Biological Sequence Design with GFlowNets
This addresses the challenge of expensive wet-lab evaluations in biological sequence design for researchers, though it is incremental as it builds on existing GFlowNets and active learning techniques.
The paper tackles the problem of designing biological sequences with desired properties by proposing an active learning algorithm that uses GFlowNets and epistemic uncertainty to generate diverse and informative candidates, resulting in more diverse and novel batches with high-scoring candidates compared to existing methods.

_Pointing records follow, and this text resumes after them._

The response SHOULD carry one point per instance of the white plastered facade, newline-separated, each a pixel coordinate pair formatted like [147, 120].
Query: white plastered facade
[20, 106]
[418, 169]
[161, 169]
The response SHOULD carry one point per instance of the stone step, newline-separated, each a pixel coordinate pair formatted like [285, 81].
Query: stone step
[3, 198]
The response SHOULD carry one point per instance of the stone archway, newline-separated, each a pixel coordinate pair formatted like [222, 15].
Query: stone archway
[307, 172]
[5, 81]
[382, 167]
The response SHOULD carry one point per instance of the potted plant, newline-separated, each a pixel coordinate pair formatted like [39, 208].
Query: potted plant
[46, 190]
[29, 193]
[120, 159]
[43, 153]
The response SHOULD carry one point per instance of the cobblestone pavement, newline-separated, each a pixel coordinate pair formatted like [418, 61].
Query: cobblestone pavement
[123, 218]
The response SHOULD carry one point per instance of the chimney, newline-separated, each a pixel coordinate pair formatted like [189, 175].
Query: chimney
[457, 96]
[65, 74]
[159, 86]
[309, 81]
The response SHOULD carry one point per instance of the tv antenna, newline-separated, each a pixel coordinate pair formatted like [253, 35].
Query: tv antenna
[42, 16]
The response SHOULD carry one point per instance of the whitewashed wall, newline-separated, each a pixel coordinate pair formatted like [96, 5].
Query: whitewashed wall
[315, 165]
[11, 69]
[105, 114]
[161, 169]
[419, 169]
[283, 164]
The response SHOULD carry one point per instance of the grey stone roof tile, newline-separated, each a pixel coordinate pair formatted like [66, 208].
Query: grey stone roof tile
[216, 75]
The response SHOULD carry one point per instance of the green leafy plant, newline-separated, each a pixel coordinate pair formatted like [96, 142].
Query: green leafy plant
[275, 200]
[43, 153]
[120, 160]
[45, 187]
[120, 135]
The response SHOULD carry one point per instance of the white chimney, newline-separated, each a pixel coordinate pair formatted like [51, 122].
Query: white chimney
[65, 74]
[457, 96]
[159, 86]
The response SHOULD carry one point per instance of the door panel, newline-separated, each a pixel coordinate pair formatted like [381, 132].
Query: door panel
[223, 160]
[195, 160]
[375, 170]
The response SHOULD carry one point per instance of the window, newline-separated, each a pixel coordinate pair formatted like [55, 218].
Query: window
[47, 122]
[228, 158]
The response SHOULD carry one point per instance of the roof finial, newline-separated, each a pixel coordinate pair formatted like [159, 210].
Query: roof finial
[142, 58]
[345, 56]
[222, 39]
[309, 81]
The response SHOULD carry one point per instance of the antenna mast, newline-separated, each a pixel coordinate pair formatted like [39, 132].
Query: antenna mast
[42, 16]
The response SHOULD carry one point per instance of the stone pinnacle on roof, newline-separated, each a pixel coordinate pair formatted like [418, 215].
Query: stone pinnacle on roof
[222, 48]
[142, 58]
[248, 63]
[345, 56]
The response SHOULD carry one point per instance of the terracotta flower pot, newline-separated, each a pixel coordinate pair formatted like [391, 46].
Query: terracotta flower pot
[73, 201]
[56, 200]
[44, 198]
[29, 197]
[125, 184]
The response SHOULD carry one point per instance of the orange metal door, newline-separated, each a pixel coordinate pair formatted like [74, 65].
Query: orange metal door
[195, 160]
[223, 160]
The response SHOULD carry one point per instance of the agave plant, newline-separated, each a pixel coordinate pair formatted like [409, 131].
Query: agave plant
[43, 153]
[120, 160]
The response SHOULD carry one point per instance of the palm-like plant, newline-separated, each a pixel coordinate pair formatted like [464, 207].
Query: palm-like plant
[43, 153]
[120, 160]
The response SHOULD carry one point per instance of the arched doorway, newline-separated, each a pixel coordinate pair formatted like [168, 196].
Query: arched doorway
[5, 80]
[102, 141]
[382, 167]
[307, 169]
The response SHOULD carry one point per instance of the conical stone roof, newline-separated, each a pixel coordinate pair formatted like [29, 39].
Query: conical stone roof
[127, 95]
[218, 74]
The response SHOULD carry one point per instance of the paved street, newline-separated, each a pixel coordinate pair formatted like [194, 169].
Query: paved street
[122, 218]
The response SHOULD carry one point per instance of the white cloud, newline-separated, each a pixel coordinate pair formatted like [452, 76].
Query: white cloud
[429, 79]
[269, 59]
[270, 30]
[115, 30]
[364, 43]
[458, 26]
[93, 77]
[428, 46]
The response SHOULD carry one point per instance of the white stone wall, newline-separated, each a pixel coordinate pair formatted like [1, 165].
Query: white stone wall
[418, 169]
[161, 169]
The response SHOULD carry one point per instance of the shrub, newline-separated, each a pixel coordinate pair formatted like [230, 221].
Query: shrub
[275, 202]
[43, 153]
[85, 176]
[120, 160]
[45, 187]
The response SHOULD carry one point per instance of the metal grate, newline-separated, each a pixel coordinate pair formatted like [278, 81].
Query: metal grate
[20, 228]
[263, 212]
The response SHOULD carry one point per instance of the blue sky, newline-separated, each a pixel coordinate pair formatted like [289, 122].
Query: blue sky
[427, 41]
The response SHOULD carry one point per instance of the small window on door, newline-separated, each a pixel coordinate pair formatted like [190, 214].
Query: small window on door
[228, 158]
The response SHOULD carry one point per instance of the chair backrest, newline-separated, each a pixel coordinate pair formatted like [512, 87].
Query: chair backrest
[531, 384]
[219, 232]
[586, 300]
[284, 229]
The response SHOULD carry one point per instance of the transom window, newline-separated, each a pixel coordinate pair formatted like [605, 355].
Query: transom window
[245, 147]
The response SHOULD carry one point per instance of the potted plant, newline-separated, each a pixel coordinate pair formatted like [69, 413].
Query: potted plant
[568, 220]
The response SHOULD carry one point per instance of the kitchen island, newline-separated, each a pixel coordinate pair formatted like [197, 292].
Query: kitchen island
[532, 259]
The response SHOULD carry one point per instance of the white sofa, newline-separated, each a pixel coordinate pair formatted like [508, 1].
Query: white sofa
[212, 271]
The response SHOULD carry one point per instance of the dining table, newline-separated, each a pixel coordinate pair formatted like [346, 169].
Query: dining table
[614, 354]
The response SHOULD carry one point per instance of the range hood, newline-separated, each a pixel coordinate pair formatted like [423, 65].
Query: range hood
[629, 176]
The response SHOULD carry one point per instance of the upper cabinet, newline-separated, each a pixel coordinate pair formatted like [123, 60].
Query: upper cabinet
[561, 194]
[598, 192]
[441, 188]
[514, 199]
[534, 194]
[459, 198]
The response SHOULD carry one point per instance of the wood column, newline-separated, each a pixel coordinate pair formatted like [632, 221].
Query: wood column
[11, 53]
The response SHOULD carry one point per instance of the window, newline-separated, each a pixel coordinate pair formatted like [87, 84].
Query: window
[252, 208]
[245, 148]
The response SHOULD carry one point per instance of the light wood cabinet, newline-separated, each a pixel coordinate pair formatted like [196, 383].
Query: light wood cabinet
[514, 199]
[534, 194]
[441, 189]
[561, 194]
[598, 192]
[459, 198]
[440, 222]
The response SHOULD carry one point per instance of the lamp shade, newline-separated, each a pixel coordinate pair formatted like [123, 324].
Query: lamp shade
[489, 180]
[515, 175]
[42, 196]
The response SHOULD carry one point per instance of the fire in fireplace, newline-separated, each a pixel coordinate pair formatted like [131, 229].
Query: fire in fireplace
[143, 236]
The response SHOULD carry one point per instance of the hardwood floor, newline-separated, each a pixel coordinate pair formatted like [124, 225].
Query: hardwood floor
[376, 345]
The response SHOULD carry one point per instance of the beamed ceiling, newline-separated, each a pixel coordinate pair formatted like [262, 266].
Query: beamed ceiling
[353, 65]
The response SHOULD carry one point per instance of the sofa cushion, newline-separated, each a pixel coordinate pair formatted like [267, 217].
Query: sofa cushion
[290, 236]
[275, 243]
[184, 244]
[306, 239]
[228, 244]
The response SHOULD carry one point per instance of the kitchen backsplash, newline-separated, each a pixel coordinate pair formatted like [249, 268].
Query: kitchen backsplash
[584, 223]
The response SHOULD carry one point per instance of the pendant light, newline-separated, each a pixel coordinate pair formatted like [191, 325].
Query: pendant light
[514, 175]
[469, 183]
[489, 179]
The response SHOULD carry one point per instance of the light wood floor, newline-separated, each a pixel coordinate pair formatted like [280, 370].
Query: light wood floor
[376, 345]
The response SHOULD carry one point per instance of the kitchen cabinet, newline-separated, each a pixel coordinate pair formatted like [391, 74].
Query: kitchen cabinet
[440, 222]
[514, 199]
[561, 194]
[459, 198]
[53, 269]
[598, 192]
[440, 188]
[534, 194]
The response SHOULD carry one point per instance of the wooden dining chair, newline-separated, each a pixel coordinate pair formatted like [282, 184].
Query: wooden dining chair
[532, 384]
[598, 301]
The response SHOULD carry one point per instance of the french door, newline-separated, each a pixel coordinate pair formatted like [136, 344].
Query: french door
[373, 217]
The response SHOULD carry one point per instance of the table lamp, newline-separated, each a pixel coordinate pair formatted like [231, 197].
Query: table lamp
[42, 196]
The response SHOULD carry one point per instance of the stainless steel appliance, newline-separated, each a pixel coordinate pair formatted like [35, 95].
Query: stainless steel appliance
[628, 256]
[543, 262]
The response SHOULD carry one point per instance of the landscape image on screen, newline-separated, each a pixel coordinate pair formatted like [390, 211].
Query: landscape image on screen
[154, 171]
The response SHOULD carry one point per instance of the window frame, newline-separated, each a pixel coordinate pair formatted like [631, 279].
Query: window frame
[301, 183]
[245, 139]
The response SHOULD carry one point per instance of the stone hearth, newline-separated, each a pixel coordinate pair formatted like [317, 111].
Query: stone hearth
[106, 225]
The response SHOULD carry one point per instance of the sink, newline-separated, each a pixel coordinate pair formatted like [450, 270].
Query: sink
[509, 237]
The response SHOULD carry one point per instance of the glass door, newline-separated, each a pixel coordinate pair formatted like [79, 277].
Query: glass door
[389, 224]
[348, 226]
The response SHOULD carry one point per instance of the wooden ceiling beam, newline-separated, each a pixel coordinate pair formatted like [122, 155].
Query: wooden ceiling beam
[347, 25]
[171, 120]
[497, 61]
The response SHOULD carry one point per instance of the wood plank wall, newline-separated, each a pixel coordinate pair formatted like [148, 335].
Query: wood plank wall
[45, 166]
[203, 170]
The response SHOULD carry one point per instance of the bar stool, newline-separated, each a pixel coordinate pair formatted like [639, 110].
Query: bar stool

Design of de novo biological sequences with desired properties, like protein and DNA sequences, often involves an active loop with several rounds of molecule ideation and expensive wet-lab evaluations. These experiments can consist of multiple stages, with increasing levels of precision and cost of evaluation, where candidates are filtered. This makes the diversity of proposed candidates a key consideration in the ideation phase. In this work, we propose an active learning algorithm leveraging epistemic uncertainty estimation and the recently proposed GFlowNets as a generator of diverse candidate solutions, with the objective to obtain a diverse batch of useful (as defined by some utility function, for example, the predicted anti-microbial activity of a peptide) and informative candidates after each round. We also propose a scheme to incorporate existing labeled datasets of candidates, in addition to a reward function, to speed up learning in GFlowNets. We present empirical results on several biological sequence design tasks, and we find that our method generates more diverse and novel batches with high scoring candidates compared to existing approaches.